Desgraciadamente, este supuesto no siempre es posible. «En nuestra documentación no están registradas las huellas de todos los dedos y, dependiendo de las circunstancias en las que se encuentre el cuerpo, no siempre es fácil», amplía Muñoz. Asimismo, otro método de identificación pueden ser características físicas. «Intervencións cirúrxicas e anatómicas, ou os dentes, poden ser esclarecedoras», indica el presidente da Sepaf.
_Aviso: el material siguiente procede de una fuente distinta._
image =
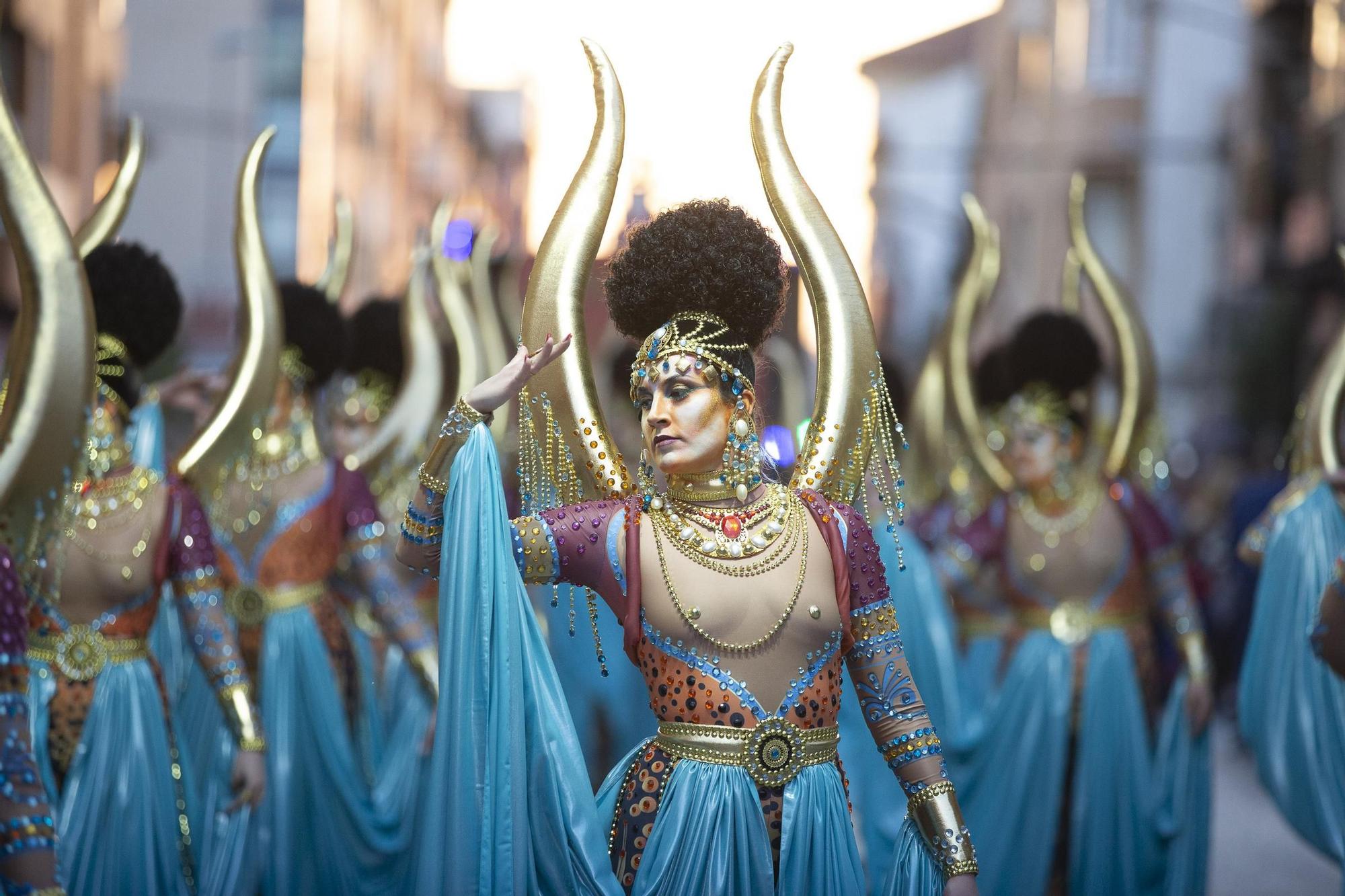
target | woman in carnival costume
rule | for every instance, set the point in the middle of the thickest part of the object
(1291, 705)
(42, 430)
(283, 517)
(1079, 745)
(98, 696)
(722, 580)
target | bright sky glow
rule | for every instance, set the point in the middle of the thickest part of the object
(688, 72)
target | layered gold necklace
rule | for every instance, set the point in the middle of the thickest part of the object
(740, 542)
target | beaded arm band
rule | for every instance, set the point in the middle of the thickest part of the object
(428, 528)
(236, 701)
(939, 819)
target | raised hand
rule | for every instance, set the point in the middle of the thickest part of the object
(497, 391)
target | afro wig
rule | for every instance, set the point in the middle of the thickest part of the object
(1055, 350)
(705, 255)
(375, 338)
(315, 327)
(135, 299)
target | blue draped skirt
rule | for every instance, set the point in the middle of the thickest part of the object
(116, 813)
(1291, 706)
(1139, 814)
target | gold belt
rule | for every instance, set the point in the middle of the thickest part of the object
(773, 752)
(81, 651)
(1074, 622)
(252, 604)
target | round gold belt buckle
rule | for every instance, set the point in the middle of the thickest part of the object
(247, 604)
(81, 653)
(1071, 623)
(775, 752)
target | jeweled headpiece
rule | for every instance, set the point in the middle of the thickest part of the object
(696, 338)
(111, 361)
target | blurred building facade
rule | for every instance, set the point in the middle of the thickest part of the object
(362, 107)
(1136, 96)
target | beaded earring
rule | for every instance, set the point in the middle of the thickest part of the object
(645, 479)
(743, 454)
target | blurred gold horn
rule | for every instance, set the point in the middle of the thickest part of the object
(337, 274)
(555, 300)
(241, 415)
(977, 283)
(50, 358)
(401, 434)
(1320, 446)
(1137, 372)
(848, 350)
(457, 306)
(110, 214)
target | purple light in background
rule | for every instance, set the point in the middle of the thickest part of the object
(778, 443)
(458, 240)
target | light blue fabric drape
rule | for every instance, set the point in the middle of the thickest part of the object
(1291, 708)
(116, 815)
(1140, 803)
(514, 811)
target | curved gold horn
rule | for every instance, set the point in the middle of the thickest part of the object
(332, 283)
(252, 384)
(555, 300)
(927, 423)
(1135, 353)
(401, 434)
(457, 306)
(108, 216)
(488, 313)
(50, 358)
(848, 350)
(978, 280)
(1071, 296)
(1321, 421)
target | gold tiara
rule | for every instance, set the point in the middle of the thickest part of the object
(692, 334)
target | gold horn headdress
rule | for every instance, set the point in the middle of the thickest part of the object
(332, 283)
(852, 411)
(401, 434)
(1137, 372)
(564, 392)
(455, 306)
(110, 214)
(240, 416)
(50, 358)
(978, 282)
(1320, 443)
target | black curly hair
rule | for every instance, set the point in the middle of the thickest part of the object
(135, 299)
(991, 381)
(1056, 350)
(375, 338)
(315, 327)
(705, 255)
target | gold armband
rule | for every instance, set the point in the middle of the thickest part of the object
(236, 701)
(939, 819)
(426, 662)
(1196, 655)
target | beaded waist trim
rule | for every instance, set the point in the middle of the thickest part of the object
(252, 606)
(1074, 622)
(774, 752)
(81, 653)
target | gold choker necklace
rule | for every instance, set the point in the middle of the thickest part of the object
(700, 487)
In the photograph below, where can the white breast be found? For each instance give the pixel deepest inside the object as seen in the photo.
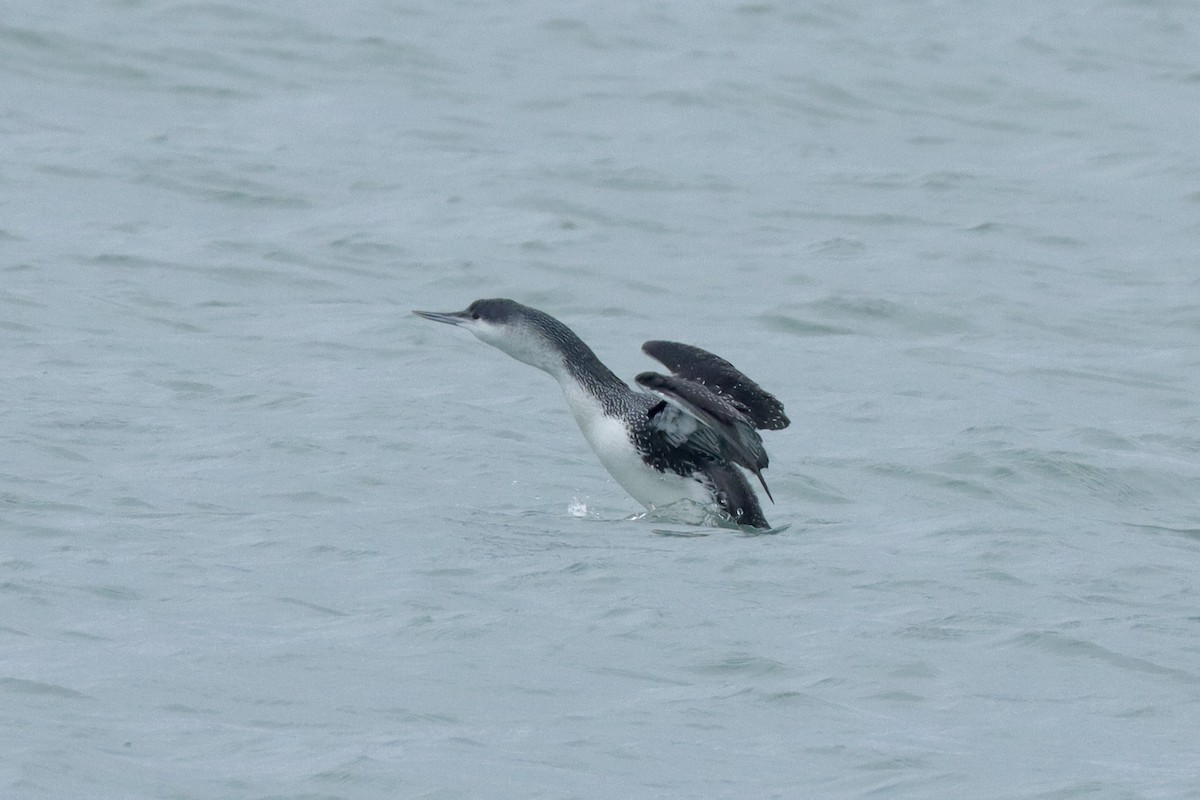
(611, 441)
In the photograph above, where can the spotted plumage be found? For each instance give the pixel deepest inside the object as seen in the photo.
(682, 439)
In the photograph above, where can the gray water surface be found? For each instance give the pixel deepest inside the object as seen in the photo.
(263, 534)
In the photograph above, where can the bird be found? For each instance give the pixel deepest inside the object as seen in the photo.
(682, 437)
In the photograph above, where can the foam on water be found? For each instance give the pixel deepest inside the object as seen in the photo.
(267, 535)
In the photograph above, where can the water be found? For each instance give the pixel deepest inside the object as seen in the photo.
(267, 535)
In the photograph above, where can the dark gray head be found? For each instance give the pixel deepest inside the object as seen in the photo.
(526, 334)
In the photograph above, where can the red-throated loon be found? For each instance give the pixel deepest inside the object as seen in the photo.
(682, 440)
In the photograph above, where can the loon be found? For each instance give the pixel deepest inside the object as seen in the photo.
(681, 439)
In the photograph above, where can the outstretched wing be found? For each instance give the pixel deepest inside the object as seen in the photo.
(721, 378)
(706, 420)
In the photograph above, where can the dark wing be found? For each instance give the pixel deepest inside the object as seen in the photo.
(723, 378)
(709, 421)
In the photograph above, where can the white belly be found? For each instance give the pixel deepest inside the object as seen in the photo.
(611, 441)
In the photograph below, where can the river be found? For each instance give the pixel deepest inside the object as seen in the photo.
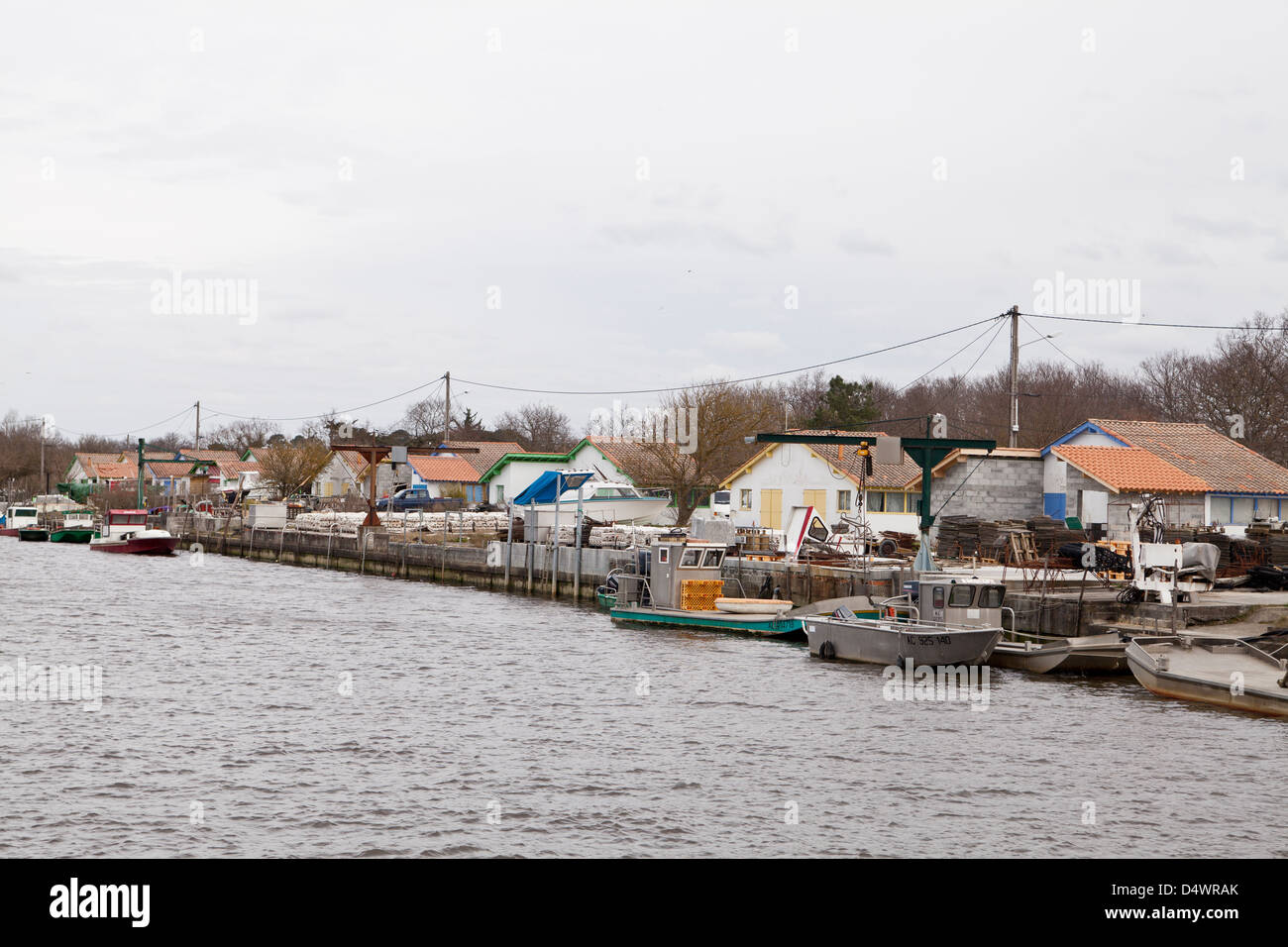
(253, 709)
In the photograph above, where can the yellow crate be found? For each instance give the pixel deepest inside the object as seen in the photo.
(700, 594)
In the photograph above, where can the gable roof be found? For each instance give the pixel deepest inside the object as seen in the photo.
(1227, 466)
(487, 453)
(849, 463)
(438, 470)
(1129, 468)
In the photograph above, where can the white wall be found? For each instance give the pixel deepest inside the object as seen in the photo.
(794, 470)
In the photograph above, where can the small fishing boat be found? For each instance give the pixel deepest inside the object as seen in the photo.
(604, 501)
(18, 518)
(127, 531)
(1223, 672)
(77, 527)
(941, 620)
(1104, 654)
(679, 582)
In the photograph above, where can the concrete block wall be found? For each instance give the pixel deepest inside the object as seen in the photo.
(1000, 488)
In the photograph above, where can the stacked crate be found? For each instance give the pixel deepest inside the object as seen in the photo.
(700, 594)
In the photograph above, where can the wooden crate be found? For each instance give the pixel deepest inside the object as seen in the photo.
(700, 594)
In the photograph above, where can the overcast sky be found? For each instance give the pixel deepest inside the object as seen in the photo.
(636, 185)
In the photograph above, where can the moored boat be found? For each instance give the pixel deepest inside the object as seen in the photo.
(940, 621)
(1104, 654)
(127, 531)
(1223, 672)
(77, 527)
(18, 518)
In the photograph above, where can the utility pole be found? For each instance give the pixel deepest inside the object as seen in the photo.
(447, 410)
(1014, 441)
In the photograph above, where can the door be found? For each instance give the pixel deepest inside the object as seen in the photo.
(772, 509)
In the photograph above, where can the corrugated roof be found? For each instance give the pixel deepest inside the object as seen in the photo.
(443, 470)
(1224, 464)
(1129, 468)
(488, 453)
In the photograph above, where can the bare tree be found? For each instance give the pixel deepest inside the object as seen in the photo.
(539, 427)
(288, 468)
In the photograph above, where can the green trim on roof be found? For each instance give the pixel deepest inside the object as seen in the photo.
(535, 458)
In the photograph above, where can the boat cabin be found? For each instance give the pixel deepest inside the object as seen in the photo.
(944, 599)
(123, 523)
(662, 571)
(21, 517)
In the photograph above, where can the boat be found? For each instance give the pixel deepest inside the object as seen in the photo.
(678, 581)
(1223, 672)
(127, 531)
(18, 518)
(941, 620)
(604, 501)
(1103, 654)
(77, 527)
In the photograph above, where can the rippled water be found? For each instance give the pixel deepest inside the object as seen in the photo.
(222, 688)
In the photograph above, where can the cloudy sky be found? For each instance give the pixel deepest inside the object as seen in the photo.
(609, 195)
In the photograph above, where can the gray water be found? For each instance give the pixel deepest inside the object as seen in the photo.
(488, 724)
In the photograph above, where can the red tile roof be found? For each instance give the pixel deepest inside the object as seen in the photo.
(443, 470)
(1129, 468)
(1224, 464)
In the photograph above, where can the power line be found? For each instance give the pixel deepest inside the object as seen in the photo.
(323, 414)
(734, 381)
(1154, 325)
(1047, 339)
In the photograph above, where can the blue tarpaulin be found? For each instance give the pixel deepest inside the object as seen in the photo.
(544, 488)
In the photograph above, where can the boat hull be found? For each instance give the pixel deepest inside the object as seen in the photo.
(143, 545)
(767, 625)
(890, 643)
(72, 535)
(1087, 655)
(1260, 693)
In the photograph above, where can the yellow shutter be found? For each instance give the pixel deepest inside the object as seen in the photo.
(772, 509)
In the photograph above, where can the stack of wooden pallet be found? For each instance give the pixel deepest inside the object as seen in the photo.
(1050, 534)
(700, 594)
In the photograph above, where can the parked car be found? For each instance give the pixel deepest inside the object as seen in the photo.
(407, 499)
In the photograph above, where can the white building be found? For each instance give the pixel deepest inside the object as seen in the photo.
(827, 478)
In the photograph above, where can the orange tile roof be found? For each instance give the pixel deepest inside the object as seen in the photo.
(1129, 468)
(117, 471)
(443, 470)
(1227, 466)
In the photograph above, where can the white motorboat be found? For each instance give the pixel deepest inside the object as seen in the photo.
(604, 501)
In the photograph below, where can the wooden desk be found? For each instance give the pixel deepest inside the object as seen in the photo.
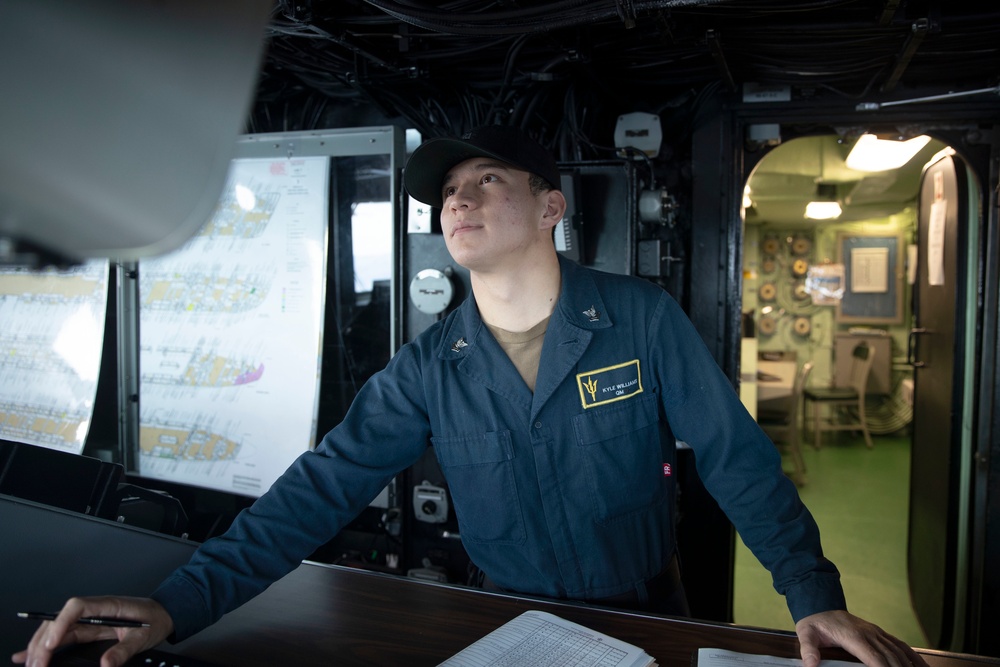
(319, 614)
(324, 615)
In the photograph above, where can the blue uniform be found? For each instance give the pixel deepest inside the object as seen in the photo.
(566, 492)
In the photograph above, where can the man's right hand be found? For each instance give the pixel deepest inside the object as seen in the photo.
(64, 630)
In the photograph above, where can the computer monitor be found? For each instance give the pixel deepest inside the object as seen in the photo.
(48, 555)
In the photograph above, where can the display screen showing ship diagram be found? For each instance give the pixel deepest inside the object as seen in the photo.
(50, 353)
(230, 333)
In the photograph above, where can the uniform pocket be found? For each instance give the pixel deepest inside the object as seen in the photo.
(480, 474)
(620, 448)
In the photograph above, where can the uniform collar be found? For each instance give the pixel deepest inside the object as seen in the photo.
(580, 305)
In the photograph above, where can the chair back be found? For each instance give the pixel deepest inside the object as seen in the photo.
(862, 358)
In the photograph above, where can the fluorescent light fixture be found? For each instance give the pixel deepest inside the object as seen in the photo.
(825, 206)
(873, 154)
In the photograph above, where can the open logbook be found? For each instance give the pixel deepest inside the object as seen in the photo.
(540, 638)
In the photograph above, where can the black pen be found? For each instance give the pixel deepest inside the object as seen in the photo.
(110, 622)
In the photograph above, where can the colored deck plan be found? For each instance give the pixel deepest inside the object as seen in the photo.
(231, 330)
(50, 353)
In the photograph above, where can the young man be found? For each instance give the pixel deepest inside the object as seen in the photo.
(552, 398)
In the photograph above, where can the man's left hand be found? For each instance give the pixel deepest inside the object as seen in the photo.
(866, 641)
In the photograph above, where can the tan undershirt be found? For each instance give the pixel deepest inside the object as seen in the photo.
(524, 348)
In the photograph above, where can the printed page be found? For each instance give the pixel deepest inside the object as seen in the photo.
(717, 657)
(545, 640)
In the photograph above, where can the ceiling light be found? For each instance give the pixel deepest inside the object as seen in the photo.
(873, 154)
(825, 205)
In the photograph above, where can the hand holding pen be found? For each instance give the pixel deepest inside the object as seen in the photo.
(137, 624)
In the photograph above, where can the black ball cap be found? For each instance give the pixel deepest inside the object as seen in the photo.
(424, 173)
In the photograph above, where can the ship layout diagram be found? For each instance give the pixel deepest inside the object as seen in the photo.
(50, 353)
(230, 331)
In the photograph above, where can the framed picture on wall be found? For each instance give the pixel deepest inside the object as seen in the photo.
(874, 269)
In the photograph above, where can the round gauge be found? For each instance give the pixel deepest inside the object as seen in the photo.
(431, 291)
(771, 246)
(801, 245)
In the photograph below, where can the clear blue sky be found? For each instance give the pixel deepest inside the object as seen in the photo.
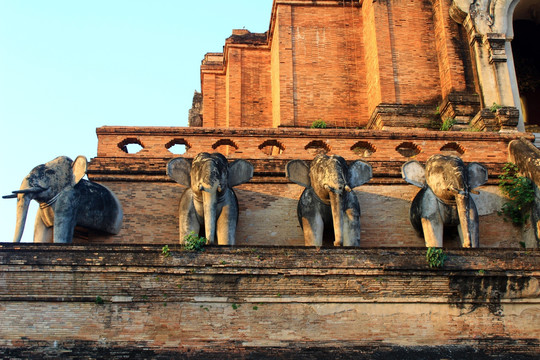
(68, 67)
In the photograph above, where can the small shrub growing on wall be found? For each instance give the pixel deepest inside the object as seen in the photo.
(519, 192)
(318, 124)
(447, 124)
(194, 242)
(435, 257)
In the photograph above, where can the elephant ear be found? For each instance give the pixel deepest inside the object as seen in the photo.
(298, 172)
(240, 171)
(180, 171)
(414, 173)
(360, 172)
(79, 168)
(477, 174)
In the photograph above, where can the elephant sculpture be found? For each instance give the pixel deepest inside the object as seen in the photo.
(209, 201)
(66, 200)
(328, 200)
(445, 199)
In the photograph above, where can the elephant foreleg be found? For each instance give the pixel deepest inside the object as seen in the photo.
(433, 231)
(187, 217)
(351, 228)
(42, 232)
(313, 230)
(226, 227)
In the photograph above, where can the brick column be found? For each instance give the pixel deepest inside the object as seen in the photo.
(379, 64)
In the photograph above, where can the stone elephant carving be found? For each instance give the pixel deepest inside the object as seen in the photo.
(328, 200)
(66, 200)
(209, 201)
(445, 199)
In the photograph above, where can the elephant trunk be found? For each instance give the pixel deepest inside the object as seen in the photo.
(468, 221)
(23, 202)
(336, 204)
(210, 209)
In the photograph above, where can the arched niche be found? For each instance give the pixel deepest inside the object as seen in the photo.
(408, 149)
(178, 146)
(272, 147)
(225, 146)
(130, 145)
(452, 148)
(317, 146)
(363, 149)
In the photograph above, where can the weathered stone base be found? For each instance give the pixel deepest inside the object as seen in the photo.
(506, 349)
(266, 302)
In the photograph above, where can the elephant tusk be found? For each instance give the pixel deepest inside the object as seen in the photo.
(31, 190)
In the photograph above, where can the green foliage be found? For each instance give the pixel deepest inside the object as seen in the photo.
(165, 251)
(470, 129)
(447, 124)
(318, 124)
(435, 257)
(194, 242)
(494, 107)
(519, 192)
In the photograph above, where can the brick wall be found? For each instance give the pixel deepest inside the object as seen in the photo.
(268, 202)
(252, 299)
(337, 61)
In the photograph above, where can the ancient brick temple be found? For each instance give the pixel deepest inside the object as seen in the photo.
(381, 79)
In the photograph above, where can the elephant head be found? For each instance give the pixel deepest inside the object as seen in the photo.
(328, 200)
(209, 200)
(445, 199)
(66, 200)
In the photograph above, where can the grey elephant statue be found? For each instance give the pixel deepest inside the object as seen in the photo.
(445, 199)
(66, 200)
(329, 202)
(209, 201)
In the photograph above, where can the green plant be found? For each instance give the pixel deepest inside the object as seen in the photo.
(165, 251)
(519, 192)
(494, 107)
(318, 124)
(194, 242)
(435, 257)
(470, 129)
(447, 124)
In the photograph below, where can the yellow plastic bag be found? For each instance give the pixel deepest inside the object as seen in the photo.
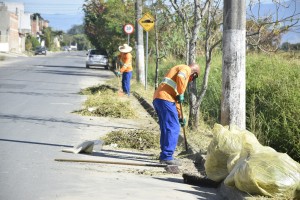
(266, 172)
(238, 157)
(224, 145)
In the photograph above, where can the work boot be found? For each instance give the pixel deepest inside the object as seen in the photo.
(170, 162)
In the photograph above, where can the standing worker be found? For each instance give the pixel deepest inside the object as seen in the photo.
(126, 67)
(166, 101)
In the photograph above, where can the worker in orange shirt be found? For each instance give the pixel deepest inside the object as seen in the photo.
(125, 58)
(166, 101)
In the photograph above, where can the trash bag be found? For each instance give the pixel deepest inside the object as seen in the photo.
(224, 149)
(266, 172)
(237, 157)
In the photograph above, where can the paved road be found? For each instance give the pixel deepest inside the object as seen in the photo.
(37, 96)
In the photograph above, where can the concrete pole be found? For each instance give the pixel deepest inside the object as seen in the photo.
(140, 54)
(233, 105)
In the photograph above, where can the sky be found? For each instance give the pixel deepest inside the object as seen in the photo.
(63, 14)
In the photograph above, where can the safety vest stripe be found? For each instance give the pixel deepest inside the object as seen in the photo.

La última opción es el perfil de ADN, que requiere de la colaboración de familiares. «A elección dunha ou outra depende das circunstancias do accidente, porque se por exemplo existe un incendio, é fácil que as pegadas se deterioren», ejemplifica Fernández.
Cuando se requiere la prueba de ADN, el proceso se alarga un poco más. «Cuando hay muchas víctimas y no sabemos indubitadamente cuáles son sus familiares o quiénes faltan, evidentemente lleva tiempo. Sobre todo, si ya nos encontramos con restos de cuerpos», confiesa el catedrático de Medicina Legal de la USC.
El reconocimiento de un cadáver por parte de un ser querido «non soe facerse», en palabras de Fernández. «Non se lle da especial valor de identificación porque hai moitos estudios que xa demostraron que non é fiable, porque o contexto de alta intensidade, con moitos sentimentos a flor de pel, fai que a xente non sexa obxectiva á hora de determinar si é ou non o seu familiar», asegura. «Fálase moito dese estrés psicolóxico das persoas que perden un familiar ou varios, e é unha traxedia con maiúsculas, pero fálase pouco da saúde mental dos profesionais que participan neste tipo de accidentes. E habería que botarlle man en algún momento», concluye.